These two problems are what the C51 and IQN papers deal with. They both take different approaches to approximating arbitrarily complex return distributions, and they optimize them differently as well. Let's start off with C51: the algorithm itself is a bit complex, but its foundational ideas are rather simple. I won't dive into the math behind C51, and I'll instead save that for IQN since that's the better algorithm.

# C51¶

The main idea behind C51 is to approximate the return distribution using a set of discrete bars which the paper authors call 'atoms'. This is like using a histogram to plot out a distribution. It's not the most accurate, but it gives us a good sense of what the distribution looks like in general. This strategy also leads to an optimization strategy that isn't too computationally expensive, which is what we want.

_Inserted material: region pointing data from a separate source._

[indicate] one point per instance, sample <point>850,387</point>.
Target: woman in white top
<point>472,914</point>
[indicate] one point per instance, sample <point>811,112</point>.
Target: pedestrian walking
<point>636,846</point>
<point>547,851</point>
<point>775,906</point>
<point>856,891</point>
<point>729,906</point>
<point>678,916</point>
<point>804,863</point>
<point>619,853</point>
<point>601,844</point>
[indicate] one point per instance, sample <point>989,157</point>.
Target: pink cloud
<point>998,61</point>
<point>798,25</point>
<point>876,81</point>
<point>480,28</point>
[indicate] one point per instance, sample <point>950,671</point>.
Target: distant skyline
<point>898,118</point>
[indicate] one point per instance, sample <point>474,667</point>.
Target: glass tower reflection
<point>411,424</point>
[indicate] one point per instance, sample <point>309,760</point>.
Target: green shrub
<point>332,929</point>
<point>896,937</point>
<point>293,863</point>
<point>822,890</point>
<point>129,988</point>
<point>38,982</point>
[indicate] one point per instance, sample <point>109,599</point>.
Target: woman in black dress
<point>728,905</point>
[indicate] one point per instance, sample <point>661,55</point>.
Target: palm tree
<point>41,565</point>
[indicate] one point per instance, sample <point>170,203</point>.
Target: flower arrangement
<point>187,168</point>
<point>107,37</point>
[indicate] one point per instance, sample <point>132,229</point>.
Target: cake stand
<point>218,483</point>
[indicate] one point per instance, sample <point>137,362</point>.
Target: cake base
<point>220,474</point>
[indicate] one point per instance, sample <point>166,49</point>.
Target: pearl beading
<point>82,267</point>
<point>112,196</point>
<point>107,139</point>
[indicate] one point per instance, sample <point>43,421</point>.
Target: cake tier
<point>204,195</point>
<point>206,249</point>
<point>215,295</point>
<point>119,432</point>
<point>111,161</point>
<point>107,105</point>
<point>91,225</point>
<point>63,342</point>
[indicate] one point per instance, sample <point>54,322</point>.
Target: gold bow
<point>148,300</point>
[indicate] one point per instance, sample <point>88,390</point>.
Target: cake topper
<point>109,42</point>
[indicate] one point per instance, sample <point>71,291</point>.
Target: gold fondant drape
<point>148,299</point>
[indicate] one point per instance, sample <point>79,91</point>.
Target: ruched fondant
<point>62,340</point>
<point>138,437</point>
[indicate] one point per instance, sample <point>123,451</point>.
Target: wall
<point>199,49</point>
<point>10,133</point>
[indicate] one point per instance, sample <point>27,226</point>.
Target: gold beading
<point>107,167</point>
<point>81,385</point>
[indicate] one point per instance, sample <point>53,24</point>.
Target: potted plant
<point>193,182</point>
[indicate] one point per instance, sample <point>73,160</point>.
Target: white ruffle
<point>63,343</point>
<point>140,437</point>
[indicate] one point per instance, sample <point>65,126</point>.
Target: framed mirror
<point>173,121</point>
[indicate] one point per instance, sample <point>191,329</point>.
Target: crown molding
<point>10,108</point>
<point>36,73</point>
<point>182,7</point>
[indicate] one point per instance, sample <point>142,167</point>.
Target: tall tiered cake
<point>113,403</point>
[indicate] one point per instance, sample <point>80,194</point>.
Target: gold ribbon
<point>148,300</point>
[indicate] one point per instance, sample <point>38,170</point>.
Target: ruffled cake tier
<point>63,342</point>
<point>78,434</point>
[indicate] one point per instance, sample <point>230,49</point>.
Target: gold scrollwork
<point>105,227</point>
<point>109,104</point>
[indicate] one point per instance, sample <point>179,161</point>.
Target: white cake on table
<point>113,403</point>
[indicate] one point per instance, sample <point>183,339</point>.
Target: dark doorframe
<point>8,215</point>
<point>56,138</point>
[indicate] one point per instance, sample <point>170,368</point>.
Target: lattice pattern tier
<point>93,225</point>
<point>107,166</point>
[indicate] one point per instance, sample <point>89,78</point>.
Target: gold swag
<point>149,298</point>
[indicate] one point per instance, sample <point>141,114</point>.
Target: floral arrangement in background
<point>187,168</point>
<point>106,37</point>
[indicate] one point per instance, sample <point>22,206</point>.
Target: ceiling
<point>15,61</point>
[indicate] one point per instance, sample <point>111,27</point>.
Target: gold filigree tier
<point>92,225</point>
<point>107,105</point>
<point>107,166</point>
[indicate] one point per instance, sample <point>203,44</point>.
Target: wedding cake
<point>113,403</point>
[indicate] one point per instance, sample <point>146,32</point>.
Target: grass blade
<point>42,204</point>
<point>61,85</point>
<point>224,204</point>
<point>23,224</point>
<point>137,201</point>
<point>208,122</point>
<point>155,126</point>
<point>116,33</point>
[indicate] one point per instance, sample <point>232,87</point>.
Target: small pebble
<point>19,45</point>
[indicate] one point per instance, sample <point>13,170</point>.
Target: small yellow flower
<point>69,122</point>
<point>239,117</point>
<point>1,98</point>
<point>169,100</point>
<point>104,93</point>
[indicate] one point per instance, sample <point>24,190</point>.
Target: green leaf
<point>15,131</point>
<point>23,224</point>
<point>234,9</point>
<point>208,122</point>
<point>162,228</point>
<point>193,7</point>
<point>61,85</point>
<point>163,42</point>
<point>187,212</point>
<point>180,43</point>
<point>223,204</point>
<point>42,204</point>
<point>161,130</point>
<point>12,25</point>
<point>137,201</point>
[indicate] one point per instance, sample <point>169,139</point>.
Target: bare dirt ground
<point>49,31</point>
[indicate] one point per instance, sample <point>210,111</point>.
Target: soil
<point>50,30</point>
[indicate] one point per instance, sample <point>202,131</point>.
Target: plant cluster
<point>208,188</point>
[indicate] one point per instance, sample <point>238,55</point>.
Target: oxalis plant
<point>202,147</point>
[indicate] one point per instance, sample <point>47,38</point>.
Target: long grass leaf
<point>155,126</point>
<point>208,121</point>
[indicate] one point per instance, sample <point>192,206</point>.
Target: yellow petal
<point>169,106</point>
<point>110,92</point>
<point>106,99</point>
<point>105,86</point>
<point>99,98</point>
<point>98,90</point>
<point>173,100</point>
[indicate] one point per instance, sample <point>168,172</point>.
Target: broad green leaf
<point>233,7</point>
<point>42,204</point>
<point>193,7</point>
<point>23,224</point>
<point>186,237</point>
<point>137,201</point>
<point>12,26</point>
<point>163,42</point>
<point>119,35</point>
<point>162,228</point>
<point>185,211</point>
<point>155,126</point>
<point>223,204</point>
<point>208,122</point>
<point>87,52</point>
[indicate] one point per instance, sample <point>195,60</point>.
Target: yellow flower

Our network can simply output $N$ probabilities, where all $N$ probabilities sum to $1$. Each of these probabilities represents one of the bars in our distribution approximation. The paper recommends using 51 atoms (network outputs) based on empirical tests, but the algorithm is defined so that you don't need to know the number of atoms beforehand.

To minimize the difference between our current distribution outputs and their target values, the paper recommends minimizing the KL divergence of the two distributions. They accomplish this indirectly by minimizing the cross entropy between the distributions instead.

The idea behind this is simple enough, but the math gets a bit funky. Since the distribution that our network outputs is split into discrete units, the theoretical Bellman update has to be projected into that discrete space and the probabilites of each atom distributed to neighboring atoms to keep the distribution relatively smooth.

To actually use the discretized distribution to make action choices, the paper authors just use the weighted mean of the atoms. This weighted mean is effectively just an approximation of the standard Q-value.

# IQN¶

C51 works well, but it has some pretty obvious flaws. First off, its distribution approximations aren't going to be very precise. We can use a massive neural network during training, but all those neurons' information gets funneled into just $N$ output atoms at the end of the day. This is the bottleneck on how accurate our network can get, but increasing the number of atoms will increase the amount of computation our algorithm requires.

A second issue with C51 is that it doesn't take full advantage of knowing return distributions. When deciding which actions to take, it just uses the mean of its approximate return distribution. Under optimality, this is really no different than standard Q-learning.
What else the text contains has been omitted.